狼牙箭锋利的箭簇擦过皮甲,呲一声擦出长长一条的白印。
旦也不是然被动,拧腰之时,手上短剑立时脱手飞出,如黑光掠空,径直扎穿了弓手胸膛。
那弓手瞪大了双眼趔趄后退,只两步,口鼻溢血,仰面躺倒。
然而没了剑的旦损失同样惨重,左一持斧的扑将上来,倒地的柴刀也站起身子。
旦不及细想,架起双臂护住头脸,猛地冲向柴刀,可才迈出步,便被咬牙起身的左二死死抱住腰际。
冲势尽竭,场面胶着,四人瞬间扭打在一起,战作一团。
一人势弱,李恪握紧镰刀准备冲上去帮忙,尚未迈步就感到背后有视线寻绕。
他悚然回身,看到另一侧驿道尽头又走出来两个贼人,一手拎着串绳的酒坛,一手举着燃烧的火把。
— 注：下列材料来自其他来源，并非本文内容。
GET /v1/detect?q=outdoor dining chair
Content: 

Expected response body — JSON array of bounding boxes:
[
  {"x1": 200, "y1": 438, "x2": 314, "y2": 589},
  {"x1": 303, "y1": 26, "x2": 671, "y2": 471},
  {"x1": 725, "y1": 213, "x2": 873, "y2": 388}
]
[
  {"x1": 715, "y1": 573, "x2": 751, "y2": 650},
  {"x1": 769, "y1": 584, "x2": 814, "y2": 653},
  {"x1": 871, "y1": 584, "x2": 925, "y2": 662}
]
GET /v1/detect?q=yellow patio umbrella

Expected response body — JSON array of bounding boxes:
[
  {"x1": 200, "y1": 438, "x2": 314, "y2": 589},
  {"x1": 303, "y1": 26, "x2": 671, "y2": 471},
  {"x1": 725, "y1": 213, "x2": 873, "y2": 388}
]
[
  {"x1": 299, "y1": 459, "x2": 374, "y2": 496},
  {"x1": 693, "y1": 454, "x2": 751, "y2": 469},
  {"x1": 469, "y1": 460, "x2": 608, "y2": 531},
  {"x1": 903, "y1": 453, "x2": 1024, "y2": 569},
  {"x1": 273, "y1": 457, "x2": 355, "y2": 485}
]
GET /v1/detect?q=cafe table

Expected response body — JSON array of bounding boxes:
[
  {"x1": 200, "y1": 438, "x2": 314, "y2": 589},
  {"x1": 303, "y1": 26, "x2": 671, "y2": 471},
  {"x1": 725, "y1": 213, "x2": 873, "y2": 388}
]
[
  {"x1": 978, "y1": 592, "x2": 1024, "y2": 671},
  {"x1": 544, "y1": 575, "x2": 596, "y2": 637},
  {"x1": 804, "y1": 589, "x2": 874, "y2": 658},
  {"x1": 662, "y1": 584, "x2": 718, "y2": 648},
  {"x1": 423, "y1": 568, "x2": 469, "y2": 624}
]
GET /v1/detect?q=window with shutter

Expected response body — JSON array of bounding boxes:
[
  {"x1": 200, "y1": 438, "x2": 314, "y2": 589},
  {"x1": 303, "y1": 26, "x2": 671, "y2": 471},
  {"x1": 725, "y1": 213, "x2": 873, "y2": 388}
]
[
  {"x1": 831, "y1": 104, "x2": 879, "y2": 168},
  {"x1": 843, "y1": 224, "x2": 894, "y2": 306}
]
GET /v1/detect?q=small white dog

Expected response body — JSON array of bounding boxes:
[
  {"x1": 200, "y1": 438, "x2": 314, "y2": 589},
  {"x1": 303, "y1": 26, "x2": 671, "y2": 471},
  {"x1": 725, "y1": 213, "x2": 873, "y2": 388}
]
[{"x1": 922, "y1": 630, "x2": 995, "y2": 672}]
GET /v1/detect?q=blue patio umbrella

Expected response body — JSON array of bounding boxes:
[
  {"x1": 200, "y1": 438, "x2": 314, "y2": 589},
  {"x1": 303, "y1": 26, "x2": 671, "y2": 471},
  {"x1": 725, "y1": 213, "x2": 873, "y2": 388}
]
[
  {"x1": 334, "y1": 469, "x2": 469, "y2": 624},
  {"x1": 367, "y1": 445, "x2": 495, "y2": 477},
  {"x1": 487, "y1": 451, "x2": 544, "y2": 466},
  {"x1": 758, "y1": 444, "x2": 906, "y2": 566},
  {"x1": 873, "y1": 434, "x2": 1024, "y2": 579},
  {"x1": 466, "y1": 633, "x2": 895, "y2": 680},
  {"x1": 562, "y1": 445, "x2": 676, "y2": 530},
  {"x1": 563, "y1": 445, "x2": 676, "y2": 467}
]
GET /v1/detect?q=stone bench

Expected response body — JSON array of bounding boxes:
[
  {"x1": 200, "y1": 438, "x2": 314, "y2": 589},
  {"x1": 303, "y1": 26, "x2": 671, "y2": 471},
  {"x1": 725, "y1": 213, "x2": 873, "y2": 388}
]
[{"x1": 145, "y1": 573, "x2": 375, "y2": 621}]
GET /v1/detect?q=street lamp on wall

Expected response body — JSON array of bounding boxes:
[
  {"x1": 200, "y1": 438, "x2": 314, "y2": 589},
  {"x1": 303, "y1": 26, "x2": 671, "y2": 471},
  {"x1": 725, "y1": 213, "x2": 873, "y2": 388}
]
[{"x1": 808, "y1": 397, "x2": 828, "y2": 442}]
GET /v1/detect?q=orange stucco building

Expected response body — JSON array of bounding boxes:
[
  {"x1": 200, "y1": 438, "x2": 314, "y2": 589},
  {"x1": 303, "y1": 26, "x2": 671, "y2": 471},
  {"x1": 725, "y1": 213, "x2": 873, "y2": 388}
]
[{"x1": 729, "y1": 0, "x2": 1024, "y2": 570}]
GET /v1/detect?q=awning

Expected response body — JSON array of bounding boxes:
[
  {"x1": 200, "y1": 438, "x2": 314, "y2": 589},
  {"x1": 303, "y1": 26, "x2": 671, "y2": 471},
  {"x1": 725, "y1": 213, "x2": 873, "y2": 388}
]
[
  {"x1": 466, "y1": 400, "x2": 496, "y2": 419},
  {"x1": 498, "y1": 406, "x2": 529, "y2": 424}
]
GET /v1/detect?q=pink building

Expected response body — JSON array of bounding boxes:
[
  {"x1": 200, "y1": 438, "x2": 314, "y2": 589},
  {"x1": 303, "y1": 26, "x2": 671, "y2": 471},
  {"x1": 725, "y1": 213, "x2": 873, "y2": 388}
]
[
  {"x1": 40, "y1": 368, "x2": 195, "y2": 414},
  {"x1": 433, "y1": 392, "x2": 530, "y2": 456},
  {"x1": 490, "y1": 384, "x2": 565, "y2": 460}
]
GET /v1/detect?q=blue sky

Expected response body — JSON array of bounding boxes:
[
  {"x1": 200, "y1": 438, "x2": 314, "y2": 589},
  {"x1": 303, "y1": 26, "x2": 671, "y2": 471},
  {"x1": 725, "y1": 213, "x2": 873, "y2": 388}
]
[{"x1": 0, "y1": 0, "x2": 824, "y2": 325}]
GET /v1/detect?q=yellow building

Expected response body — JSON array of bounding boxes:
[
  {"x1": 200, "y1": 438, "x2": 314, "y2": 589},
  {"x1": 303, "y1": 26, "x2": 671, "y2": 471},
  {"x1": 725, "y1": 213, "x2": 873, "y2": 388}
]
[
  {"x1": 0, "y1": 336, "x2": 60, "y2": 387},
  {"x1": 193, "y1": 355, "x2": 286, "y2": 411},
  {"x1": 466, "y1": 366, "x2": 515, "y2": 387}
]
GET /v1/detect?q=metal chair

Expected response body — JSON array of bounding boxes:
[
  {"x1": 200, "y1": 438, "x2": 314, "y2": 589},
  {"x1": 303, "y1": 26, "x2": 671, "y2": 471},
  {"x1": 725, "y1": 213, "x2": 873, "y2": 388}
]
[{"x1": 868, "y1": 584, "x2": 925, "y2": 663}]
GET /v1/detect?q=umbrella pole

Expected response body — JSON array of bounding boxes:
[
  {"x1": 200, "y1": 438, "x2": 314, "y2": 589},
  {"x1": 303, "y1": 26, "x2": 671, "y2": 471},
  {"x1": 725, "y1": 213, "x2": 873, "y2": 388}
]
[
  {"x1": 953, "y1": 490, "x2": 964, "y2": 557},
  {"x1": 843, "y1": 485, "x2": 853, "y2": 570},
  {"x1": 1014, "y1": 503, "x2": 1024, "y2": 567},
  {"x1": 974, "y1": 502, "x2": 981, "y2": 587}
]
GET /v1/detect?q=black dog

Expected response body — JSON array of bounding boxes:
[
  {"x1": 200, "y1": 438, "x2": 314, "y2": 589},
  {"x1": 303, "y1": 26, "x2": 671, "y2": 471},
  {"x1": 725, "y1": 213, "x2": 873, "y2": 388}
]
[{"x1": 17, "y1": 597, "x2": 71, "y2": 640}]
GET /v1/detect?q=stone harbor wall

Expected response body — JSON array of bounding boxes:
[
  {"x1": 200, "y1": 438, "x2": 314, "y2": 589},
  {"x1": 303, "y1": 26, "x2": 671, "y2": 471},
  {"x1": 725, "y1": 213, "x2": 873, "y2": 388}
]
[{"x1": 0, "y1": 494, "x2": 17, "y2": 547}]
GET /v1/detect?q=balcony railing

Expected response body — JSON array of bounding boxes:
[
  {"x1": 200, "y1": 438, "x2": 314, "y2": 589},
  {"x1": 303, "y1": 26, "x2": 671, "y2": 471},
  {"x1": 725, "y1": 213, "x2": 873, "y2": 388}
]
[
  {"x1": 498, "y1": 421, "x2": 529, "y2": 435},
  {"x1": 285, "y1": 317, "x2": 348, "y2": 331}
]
他们正以飞快的速度急趋靠近。
两面都有埋伏!
李恪瞪大眼,还来不及感到怕,其中一个贼人便已经有了动作。
他高喝一声,停步甩臂,人头大小的酒坛被高高甩出来,在空中翻滚着砸向粮车。
谁也不知道泥封的酒坛里装着什么,谁也不敢让它落在粮车上。李恪下意识举起长镰,像射标枪似地射出镰刀,长镰飞射,正中在酒坛侧面。
那酒坛行进间偏离了轨迹,向着一旁斜斜飞出,砸在地上轰碎,有股腥腻的气味随着风飘散出来。
旦才卸掉三个对手的兵器,光拳空脚以一敌三,突然闻到那股气味,当即面色大变。